In particular, I remember one of my colleagues making a comment when the Bayer deal was about to be signed. A premise of that deal is that Millennium would identify proteins which could be easily screened, associate them by multiple means with a plausible role in disease, configure an HTS assay for them -- and then Bayer would quickly get hits from their libraries. Those hits in turn would be used to finish determining whether the protein of interest really played a role in disease. MLNM's (over)confidence in genomics matched by Bayer's (over)confidence in chemistry. My colleague said it was one thing to think up such an idea -- and another to 'go over the cliff' -- and he was nervously surprised that someone else was joining us. He was one of the most sober minded fellows around & wasn't making allusions to
Bayer being foolhardy -- just that we were both taking the leap together. Alas, I didn't think to laugh & reply "The fall will kill you".
The genomics rush, alas, did not end with a huge rush of new drug candidates. We thought we'd get a huge leap in biology -- and we did, but not as big as we thought. Traditional drug development & biology had cleaned out the easy stuff; there weren't tons of hidden gems. The chemical biology concept pretty much disappeared from the Bayer collaboration -- turned out it was long-and-painful to configure all those assays (though we did get them done).
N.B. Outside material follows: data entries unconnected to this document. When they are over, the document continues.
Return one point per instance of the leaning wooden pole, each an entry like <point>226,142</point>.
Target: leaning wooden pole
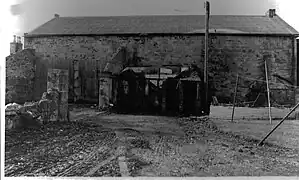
<point>268,93</point>
<point>207,6</point>
<point>235,95</point>
<point>292,110</point>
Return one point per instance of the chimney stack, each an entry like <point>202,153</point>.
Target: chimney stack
<point>271,13</point>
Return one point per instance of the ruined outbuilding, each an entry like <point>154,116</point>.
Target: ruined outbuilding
<point>238,44</point>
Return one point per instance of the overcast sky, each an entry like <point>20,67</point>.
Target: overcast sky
<point>37,12</point>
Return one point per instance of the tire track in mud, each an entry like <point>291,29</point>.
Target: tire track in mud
<point>100,148</point>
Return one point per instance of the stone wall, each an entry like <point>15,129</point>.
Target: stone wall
<point>20,74</point>
<point>228,54</point>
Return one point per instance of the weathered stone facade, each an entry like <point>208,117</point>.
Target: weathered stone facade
<point>228,55</point>
<point>20,74</point>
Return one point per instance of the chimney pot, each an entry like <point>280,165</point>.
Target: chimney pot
<point>271,13</point>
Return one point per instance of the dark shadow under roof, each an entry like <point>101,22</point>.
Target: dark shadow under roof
<point>163,24</point>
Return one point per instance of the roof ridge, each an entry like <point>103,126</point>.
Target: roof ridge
<point>288,26</point>
<point>157,15</point>
<point>41,25</point>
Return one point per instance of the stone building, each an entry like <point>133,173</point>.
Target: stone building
<point>20,73</point>
<point>238,44</point>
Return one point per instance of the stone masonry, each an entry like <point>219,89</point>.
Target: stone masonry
<point>228,55</point>
<point>20,69</point>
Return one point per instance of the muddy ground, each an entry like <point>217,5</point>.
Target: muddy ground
<point>149,146</point>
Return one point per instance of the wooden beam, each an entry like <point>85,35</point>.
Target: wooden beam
<point>268,92</point>
<point>235,95</point>
<point>207,6</point>
<point>292,110</point>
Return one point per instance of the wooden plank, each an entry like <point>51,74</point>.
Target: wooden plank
<point>268,93</point>
<point>235,95</point>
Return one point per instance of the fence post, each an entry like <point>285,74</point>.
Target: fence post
<point>235,95</point>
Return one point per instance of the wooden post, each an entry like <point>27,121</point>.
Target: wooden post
<point>292,110</point>
<point>207,6</point>
<point>268,92</point>
<point>235,95</point>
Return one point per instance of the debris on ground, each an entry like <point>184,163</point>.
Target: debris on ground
<point>55,149</point>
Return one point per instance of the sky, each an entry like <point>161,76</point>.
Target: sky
<point>36,12</point>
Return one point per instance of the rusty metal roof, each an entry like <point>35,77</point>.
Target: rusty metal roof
<point>163,24</point>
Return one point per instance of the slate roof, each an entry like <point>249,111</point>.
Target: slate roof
<point>163,24</point>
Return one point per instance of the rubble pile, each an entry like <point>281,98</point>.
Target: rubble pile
<point>33,114</point>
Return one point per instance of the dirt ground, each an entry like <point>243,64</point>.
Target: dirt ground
<point>130,145</point>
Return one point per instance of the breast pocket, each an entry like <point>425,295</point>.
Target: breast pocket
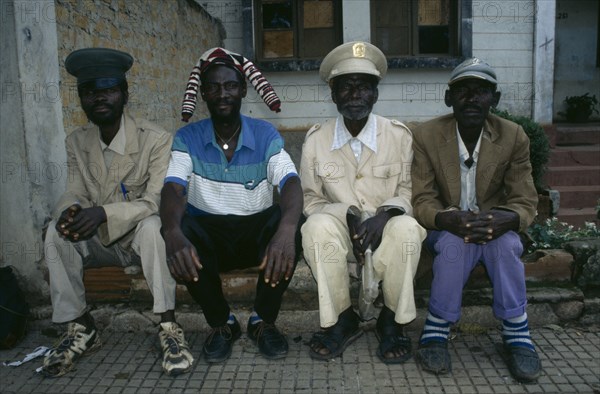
<point>388,176</point>
<point>330,172</point>
<point>134,188</point>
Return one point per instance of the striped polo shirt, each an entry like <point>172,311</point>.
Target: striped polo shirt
<point>243,186</point>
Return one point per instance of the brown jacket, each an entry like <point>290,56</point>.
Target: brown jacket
<point>503,178</point>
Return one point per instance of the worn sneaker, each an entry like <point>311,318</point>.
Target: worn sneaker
<point>177,358</point>
<point>73,344</point>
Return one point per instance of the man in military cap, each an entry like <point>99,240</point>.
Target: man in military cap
<point>217,204</point>
<point>108,214</point>
<point>472,188</point>
<point>357,167</point>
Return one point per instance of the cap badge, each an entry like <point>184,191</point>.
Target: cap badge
<point>359,49</point>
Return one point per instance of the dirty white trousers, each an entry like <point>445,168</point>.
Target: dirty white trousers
<point>67,260</point>
<point>328,249</point>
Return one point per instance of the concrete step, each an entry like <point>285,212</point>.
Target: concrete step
<point>573,175</point>
<point>577,217</point>
<point>577,134</point>
<point>578,196</point>
<point>581,155</point>
<point>546,268</point>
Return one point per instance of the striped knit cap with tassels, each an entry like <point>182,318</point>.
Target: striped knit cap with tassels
<point>246,67</point>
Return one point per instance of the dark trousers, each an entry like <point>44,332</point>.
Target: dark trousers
<point>228,242</point>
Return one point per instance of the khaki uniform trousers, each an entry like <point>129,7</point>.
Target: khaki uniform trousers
<point>67,260</point>
<point>327,249</point>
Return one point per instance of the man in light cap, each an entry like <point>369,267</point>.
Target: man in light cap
<point>472,188</point>
<point>355,173</point>
<point>217,204</point>
<point>108,214</point>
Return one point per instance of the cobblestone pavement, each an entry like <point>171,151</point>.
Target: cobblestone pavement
<point>129,363</point>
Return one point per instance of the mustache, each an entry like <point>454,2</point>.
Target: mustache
<point>471,107</point>
<point>356,104</point>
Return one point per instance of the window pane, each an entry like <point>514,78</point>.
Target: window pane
<point>434,12</point>
<point>278,44</point>
<point>277,15</point>
<point>392,26</point>
<point>318,14</point>
<point>434,39</point>
<point>318,42</point>
<point>434,35</point>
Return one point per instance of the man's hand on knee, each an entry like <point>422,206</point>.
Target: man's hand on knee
<point>182,257</point>
<point>478,227</point>
<point>278,263</point>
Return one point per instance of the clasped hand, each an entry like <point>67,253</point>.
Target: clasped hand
<point>366,234</point>
<point>76,223</point>
<point>478,227</point>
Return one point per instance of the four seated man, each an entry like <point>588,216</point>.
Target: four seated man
<point>358,176</point>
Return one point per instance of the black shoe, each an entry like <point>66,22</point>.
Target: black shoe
<point>217,347</point>
<point>271,343</point>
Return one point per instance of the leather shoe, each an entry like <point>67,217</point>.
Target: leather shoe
<point>218,345</point>
<point>271,343</point>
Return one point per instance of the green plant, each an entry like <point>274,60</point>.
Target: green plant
<point>553,234</point>
<point>539,147</point>
<point>580,108</point>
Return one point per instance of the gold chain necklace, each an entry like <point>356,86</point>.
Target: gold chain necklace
<point>226,143</point>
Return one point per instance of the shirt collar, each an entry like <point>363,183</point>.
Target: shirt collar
<point>119,141</point>
<point>463,153</point>
<point>368,135</point>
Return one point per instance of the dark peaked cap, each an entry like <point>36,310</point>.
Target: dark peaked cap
<point>107,67</point>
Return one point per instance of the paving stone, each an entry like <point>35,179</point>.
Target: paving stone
<point>570,357</point>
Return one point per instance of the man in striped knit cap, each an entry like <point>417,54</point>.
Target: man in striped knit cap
<point>472,188</point>
<point>217,206</point>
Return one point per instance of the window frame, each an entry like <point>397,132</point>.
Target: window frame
<point>463,30</point>
<point>298,31</point>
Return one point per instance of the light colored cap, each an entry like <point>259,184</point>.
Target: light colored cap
<point>355,57</point>
<point>473,68</point>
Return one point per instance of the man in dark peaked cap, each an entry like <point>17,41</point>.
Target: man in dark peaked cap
<point>108,214</point>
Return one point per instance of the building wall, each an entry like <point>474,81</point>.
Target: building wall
<point>502,35</point>
<point>576,43</point>
<point>164,37</point>
<point>32,153</point>
<point>40,105</point>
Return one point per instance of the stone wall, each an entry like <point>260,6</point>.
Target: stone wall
<point>164,37</point>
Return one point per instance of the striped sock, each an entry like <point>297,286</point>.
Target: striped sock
<point>231,318</point>
<point>254,318</point>
<point>515,332</point>
<point>436,329</point>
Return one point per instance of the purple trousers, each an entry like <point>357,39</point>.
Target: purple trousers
<point>454,260</point>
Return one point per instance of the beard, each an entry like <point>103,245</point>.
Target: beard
<point>104,114</point>
<point>357,112</point>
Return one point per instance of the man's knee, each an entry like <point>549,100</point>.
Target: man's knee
<point>149,226</point>
<point>405,228</point>
<point>319,226</point>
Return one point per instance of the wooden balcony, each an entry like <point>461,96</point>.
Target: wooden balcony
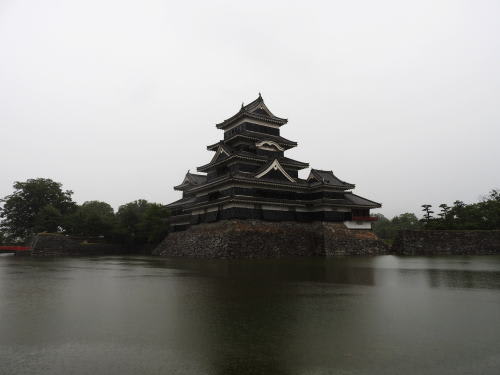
<point>364,218</point>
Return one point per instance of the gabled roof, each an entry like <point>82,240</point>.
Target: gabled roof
<point>251,156</point>
<point>256,110</point>
<point>317,176</point>
<point>190,180</point>
<point>357,200</point>
<point>273,166</point>
<point>255,136</point>
<point>222,152</point>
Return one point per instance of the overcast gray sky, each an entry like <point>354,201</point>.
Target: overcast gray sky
<point>118,99</point>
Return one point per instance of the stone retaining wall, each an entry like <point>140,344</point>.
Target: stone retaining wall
<point>260,239</point>
<point>447,242</point>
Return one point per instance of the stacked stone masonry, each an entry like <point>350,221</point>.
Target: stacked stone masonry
<point>447,242</point>
<point>260,239</point>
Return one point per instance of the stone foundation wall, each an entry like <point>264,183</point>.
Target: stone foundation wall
<point>260,239</point>
<point>447,242</point>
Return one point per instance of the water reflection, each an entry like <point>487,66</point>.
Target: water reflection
<point>380,315</point>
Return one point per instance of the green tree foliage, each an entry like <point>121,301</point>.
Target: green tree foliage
<point>481,215</point>
<point>35,205</point>
<point>141,222</point>
<point>40,205</point>
<point>92,218</point>
<point>388,229</point>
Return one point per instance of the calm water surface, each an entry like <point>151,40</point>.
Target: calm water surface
<point>145,315</point>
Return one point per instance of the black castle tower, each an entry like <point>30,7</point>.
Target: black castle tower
<point>249,177</point>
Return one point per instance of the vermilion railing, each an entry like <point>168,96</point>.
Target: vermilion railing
<point>364,218</point>
<point>15,248</point>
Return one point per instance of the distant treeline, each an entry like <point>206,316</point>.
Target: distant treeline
<point>482,215</point>
<point>41,205</point>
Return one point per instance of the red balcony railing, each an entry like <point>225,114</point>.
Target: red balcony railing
<point>364,218</point>
<point>15,248</point>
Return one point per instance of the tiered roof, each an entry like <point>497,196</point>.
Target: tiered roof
<point>256,110</point>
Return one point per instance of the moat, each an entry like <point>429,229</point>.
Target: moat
<point>150,315</point>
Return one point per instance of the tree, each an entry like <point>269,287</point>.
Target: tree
<point>48,219</point>
<point>92,218</point>
<point>141,222</point>
<point>35,205</point>
<point>388,229</point>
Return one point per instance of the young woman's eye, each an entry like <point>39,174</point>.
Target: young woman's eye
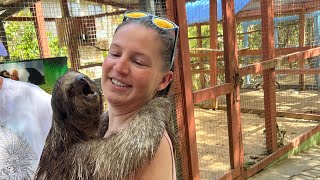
<point>114,54</point>
<point>138,62</point>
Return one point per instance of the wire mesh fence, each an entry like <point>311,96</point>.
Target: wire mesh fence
<point>82,31</point>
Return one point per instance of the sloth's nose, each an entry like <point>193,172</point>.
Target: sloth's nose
<point>81,78</point>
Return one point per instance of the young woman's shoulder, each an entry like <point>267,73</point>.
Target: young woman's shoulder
<point>162,165</point>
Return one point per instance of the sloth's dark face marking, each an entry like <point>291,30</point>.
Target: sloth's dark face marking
<point>77,101</point>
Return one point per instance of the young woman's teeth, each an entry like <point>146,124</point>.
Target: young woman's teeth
<point>118,83</point>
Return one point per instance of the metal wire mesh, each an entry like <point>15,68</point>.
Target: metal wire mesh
<point>212,142</point>
<point>82,31</point>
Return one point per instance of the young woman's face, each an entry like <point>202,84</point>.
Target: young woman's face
<point>132,72</point>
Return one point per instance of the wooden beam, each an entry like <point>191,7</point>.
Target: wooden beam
<point>212,92</point>
<point>287,9</point>
<point>73,43</point>
<point>301,44</point>
<point>39,24</point>
<point>268,52</point>
<point>233,98</point>
<point>117,4</point>
<point>231,174</point>
<point>304,116</point>
<point>257,68</point>
<point>205,52</point>
<point>199,45</point>
<point>4,40</point>
<point>16,7</point>
<point>299,71</point>
<point>53,19</point>
<point>190,164</point>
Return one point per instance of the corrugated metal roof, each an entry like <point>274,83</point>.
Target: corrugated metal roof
<point>255,4</point>
<point>198,11</point>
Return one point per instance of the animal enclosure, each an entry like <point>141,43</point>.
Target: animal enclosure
<point>246,86</point>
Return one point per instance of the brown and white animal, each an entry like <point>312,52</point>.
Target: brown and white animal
<point>77,108</point>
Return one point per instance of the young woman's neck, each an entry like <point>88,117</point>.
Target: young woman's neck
<point>118,119</point>
<point>1,82</point>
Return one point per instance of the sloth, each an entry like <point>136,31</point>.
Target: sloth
<point>77,108</point>
<point>76,147</point>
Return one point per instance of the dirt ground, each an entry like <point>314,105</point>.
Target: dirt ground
<point>212,130</point>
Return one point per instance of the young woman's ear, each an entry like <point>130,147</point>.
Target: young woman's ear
<point>166,80</point>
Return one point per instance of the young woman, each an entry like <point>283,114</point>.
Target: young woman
<point>136,74</point>
<point>137,70</point>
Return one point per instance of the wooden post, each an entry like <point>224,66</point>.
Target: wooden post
<point>268,52</point>
<point>73,43</point>
<point>301,44</point>
<point>201,64</point>
<point>213,23</point>
<point>39,24</point>
<point>232,76</point>
<point>177,13</point>
<point>3,37</point>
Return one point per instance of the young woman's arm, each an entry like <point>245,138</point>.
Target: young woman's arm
<point>162,165</point>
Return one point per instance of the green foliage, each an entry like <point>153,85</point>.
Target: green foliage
<point>22,41</point>
<point>55,50</point>
<point>288,34</point>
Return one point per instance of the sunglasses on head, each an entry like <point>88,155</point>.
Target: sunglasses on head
<point>160,22</point>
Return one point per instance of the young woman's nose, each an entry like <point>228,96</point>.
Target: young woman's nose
<point>122,65</point>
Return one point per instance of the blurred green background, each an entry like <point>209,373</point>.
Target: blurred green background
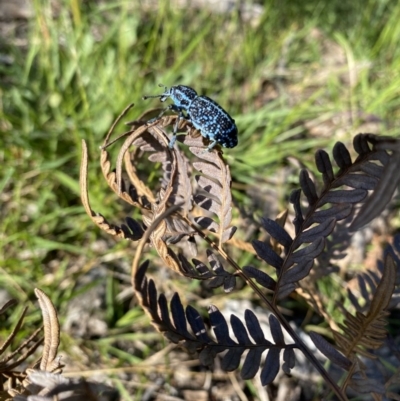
<point>295,76</point>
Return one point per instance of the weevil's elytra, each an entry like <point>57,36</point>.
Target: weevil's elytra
<point>206,115</point>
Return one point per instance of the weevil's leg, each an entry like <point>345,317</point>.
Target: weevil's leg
<point>181,116</point>
<point>175,131</point>
<point>170,107</point>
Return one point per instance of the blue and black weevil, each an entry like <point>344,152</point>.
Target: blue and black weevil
<point>206,115</point>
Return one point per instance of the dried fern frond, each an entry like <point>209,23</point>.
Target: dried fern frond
<point>26,348</point>
<point>177,187</point>
<point>325,209</point>
<point>176,330</point>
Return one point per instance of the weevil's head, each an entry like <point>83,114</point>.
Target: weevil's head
<point>182,95</point>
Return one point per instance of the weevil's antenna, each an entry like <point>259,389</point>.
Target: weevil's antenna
<point>154,96</point>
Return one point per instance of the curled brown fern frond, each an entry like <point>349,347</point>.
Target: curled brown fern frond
<point>176,186</point>
<point>49,360</point>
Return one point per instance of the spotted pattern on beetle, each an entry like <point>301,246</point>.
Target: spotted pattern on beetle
<point>213,122</point>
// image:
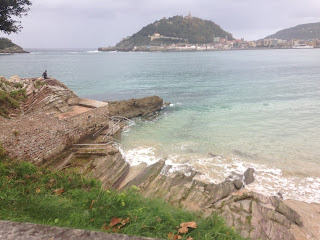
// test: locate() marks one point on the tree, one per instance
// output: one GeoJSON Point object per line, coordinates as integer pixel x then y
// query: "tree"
{"type": "Point", "coordinates": [10, 9]}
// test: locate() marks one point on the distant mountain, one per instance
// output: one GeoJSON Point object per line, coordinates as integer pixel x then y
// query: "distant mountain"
{"type": "Point", "coordinates": [303, 31]}
{"type": "Point", "coordinates": [176, 29]}
{"type": "Point", "coordinates": [6, 46]}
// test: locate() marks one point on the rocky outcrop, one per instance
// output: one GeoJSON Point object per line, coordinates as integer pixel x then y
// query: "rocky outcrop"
{"type": "Point", "coordinates": [253, 215]}
{"type": "Point", "coordinates": [257, 216]}
{"type": "Point", "coordinates": [42, 95]}
{"type": "Point", "coordinates": [139, 107]}
{"type": "Point", "coordinates": [29, 231]}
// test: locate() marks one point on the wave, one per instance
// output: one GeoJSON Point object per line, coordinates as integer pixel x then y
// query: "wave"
{"type": "Point", "coordinates": [94, 51]}
{"type": "Point", "coordinates": [269, 180]}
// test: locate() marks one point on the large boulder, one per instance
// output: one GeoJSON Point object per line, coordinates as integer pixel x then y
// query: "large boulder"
{"type": "Point", "coordinates": [135, 107]}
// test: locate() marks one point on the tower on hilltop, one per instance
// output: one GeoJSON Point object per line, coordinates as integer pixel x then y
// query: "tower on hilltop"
{"type": "Point", "coordinates": [189, 15]}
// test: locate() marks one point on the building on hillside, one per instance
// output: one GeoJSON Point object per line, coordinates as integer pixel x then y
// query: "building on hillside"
{"type": "Point", "coordinates": [189, 16]}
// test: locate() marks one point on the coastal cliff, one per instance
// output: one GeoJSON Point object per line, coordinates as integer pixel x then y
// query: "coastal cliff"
{"type": "Point", "coordinates": [54, 128]}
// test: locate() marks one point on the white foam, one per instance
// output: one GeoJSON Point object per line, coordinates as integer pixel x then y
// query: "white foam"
{"type": "Point", "coordinates": [269, 181]}
{"type": "Point", "coordinates": [94, 51]}
{"type": "Point", "coordinates": [140, 155]}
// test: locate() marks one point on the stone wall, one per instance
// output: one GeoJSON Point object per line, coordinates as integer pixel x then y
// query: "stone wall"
{"type": "Point", "coordinates": [38, 137]}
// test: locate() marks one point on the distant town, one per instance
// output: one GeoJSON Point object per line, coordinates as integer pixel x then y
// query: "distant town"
{"type": "Point", "coordinates": [188, 33]}
{"type": "Point", "coordinates": [219, 43]}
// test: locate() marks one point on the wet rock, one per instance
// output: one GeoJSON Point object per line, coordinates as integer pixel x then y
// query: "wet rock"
{"type": "Point", "coordinates": [257, 216]}
{"type": "Point", "coordinates": [135, 107]}
{"type": "Point", "coordinates": [238, 184]}
{"type": "Point", "coordinates": [248, 176]}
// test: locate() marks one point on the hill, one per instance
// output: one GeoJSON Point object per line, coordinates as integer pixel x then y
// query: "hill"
{"type": "Point", "coordinates": [303, 31]}
{"type": "Point", "coordinates": [176, 29]}
{"type": "Point", "coordinates": [6, 46]}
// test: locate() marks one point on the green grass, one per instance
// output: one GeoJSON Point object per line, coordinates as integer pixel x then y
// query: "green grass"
{"type": "Point", "coordinates": [29, 194]}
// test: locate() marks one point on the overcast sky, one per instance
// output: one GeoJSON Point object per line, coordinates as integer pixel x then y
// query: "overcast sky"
{"type": "Point", "coordinates": [96, 23]}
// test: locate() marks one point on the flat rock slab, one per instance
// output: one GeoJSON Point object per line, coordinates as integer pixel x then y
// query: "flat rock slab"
{"type": "Point", "coordinates": [29, 231]}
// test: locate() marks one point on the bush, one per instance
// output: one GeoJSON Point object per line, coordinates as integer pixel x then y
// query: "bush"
{"type": "Point", "coordinates": [31, 194]}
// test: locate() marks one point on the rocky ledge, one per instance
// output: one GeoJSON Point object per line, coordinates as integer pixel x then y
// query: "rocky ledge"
{"type": "Point", "coordinates": [6, 46]}
{"type": "Point", "coordinates": [252, 214]}
{"type": "Point", "coordinates": [135, 107]}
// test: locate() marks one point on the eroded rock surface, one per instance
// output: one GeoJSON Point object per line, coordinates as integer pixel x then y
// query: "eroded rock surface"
{"type": "Point", "coordinates": [29, 231]}
{"type": "Point", "coordinates": [257, 216]}
{"type": "Point", "coordinates": [135, 107]}
{"type": "Point", "coordinates": [253, 215]}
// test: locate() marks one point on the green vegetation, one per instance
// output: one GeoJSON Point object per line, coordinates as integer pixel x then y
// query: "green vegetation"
{"type": "Point", "coordinates": [304, 31]}
{"type": "Point", "coordinates": [11, 100]}
{"type": "Point", "coordinates": [31, 194]}
{"type": "Point", "coordinates": [194, 30]}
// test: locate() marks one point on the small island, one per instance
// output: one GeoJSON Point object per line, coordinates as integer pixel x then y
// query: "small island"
{"type": "Point", "coordinates": [7, 46]}
{"type": "Point", "coordinates": [188, 33]}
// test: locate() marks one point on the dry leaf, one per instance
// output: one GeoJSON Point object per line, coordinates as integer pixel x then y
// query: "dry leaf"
{"type": "Point", "coordinates": [125, 221]}
{"type": "Point", "coordinates": [115, 229]}
{"type": "Point", "coordinates": [189, 224]}
{"type": "Point", "coordinates": [176, 237]}
{"type": "Point", "coordinates": [183, 230]}
{"type": "Point", "coordinates": [58, 191]}
{"type": "Point", "coordinates": [92, 204]}
{"type": "Point", "coordinates": [114, 221]}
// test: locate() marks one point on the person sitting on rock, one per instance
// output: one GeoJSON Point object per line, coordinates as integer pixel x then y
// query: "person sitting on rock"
{"type": "Point", "coordinates": [45, 75]}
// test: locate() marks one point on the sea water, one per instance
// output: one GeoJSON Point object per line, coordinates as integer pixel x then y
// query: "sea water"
{"type": "Point", "coordinates": [229, 110]}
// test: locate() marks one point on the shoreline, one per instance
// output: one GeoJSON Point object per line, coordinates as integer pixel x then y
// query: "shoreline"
{"type": "Point", "coordinates": [70, 129]}
{"type": "Point", "coordinates": [114, 49]}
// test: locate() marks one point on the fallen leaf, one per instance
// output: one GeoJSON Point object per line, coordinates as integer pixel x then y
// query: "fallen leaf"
{"type": "Point", "coordinates": [125, 221]}
{"type": "Point", "coordinates": [115, 229]}
{"type": "Point", "coordinates": [176, 237]}
{"type": "Point", "coordinates": [58, 191]}
{"type": "Point", "coordinates": [183, 230]}
{"type": "Point", "coordinates": [114, 221]}
{"type": "Point", "coordinates": [170, 236]}
{"type": "Point", "coordinates": [92, 204]}
{"type": "Point", "coordinates": [189, 224]}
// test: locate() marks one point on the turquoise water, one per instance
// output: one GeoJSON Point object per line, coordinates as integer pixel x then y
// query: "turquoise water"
{"type": "Point", "coordinates": [229, 110]}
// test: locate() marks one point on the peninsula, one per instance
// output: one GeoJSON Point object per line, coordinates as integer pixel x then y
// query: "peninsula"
{"type": "Point", "coordinates": [190, 33]}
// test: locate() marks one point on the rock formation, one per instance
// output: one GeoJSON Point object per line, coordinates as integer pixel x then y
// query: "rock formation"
{"type": "Point", "coordinates": [58, 130]}
{"type": "Point", "coordinates": [28, 231]}
{"type": "Point", "coordinates": [135, 107]}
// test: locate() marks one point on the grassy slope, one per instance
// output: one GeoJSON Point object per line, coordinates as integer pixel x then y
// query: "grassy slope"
{"type": "Point", "coordinates": [193, 30]}
{"type": "Point", "coordinates": [30, 194]}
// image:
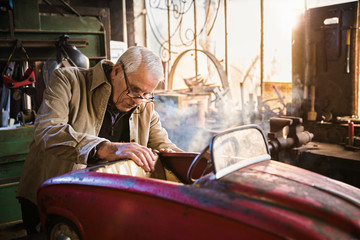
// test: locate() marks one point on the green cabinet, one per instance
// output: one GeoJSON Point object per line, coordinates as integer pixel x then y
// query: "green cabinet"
{"type": "Point", "coordinates": [14, 146]}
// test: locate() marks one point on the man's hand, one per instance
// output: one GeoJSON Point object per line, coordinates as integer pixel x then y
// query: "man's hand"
{"type": "Point", "coordinates": [141, 155]}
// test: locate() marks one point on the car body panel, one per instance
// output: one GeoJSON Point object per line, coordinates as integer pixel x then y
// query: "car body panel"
{"type": "Point", "coordinates": [250, 199]}
{"type": "Point", "coordinates": [238, 204]}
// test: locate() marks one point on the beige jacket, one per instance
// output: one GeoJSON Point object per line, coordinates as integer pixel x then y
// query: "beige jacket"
{"type": "Point", "coordinates": [68, 122]}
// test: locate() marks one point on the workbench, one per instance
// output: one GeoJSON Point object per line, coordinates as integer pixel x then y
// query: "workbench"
{"type": "Point", "coordinates": [331, 160]}
{"type": "Point", "coordinates": [14, 142]}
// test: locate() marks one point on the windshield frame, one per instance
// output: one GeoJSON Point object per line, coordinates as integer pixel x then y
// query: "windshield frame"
{"type": "Point", "coordinates": [243, 163]}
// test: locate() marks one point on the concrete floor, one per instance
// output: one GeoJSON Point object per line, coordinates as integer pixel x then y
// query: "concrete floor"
{"type": "Point", "coordinates": [17, 232]}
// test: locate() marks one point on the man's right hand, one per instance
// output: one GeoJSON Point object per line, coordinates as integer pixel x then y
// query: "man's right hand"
{"type": "Point", "coordinates": [141, 155]}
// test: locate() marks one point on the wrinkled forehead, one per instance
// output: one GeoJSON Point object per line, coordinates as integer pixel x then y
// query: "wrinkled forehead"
{"type": "Point", "coordinates": [143, 80]}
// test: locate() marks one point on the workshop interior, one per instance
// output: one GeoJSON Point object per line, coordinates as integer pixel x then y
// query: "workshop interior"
{"type": "Point", "coordinates": [290, 67]}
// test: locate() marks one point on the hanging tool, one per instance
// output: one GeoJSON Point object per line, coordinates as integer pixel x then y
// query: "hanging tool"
{"type": "Point", "coordinates": [348, 39]}
{"type": "Point", "coordinates": [27, 79]}
{"type": "Point", "coordinates": [25, 86]}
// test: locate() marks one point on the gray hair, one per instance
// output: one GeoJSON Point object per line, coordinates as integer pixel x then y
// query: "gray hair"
{"type": "Point", "coordinates": [135, 57]}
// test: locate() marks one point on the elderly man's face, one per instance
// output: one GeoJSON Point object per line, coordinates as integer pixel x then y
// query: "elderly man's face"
{"type": "Point", "coordinates": [129, 90]}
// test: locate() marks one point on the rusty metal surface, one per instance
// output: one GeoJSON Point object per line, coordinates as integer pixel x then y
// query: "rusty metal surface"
{"type": "Point", "coordinates": [265, 200]}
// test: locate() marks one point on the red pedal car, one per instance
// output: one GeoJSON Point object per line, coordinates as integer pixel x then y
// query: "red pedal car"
{"type": "Point", "coordinates": [231, 190]}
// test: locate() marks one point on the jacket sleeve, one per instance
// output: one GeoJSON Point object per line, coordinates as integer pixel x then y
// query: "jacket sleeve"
{"type": "Point", "coordinates": [158, 137]}
{"type": "Point", "coordinates": [53, 133]}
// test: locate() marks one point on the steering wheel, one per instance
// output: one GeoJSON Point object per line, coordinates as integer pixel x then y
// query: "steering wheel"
{"type": "Point", "coordinates": [204, 154]}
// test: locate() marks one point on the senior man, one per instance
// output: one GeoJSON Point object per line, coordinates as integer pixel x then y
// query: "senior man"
{"type": "Point", "coordinates": [105, 112]}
BUT, I will admit to being only a partially reformed genomics fan. We got oversold, and it hurt. Much effort was wasted, and just think of the savings if the patent office had declared that you had to have actual causal function to patent a gene! But, much of what we proposed doing still is worth doing -- or has been done. In some sense the genomics companies were just too early for their own good (though the late entrants such as DeCode haven't fared much better). There are no genomics companies -- yet genomics is everywhere. Basic biology fueled by the genome or the technologies pushed by genomics permeate the drug industry (based on the 2 large pharmas I interviewed at in the year MLNM laid me off & what I can read; constructive dissent on this point is welcomed). Probably no novel small molecule drug development history will be directly pinned back to a 1990's genomics effort -- but also virtually no drugs going forward will have their development unaffected by the knowledge of the genome. Everything is tangled up & confused & merged.
The genomics gold rush was insane & wasteful -- but they were fun times!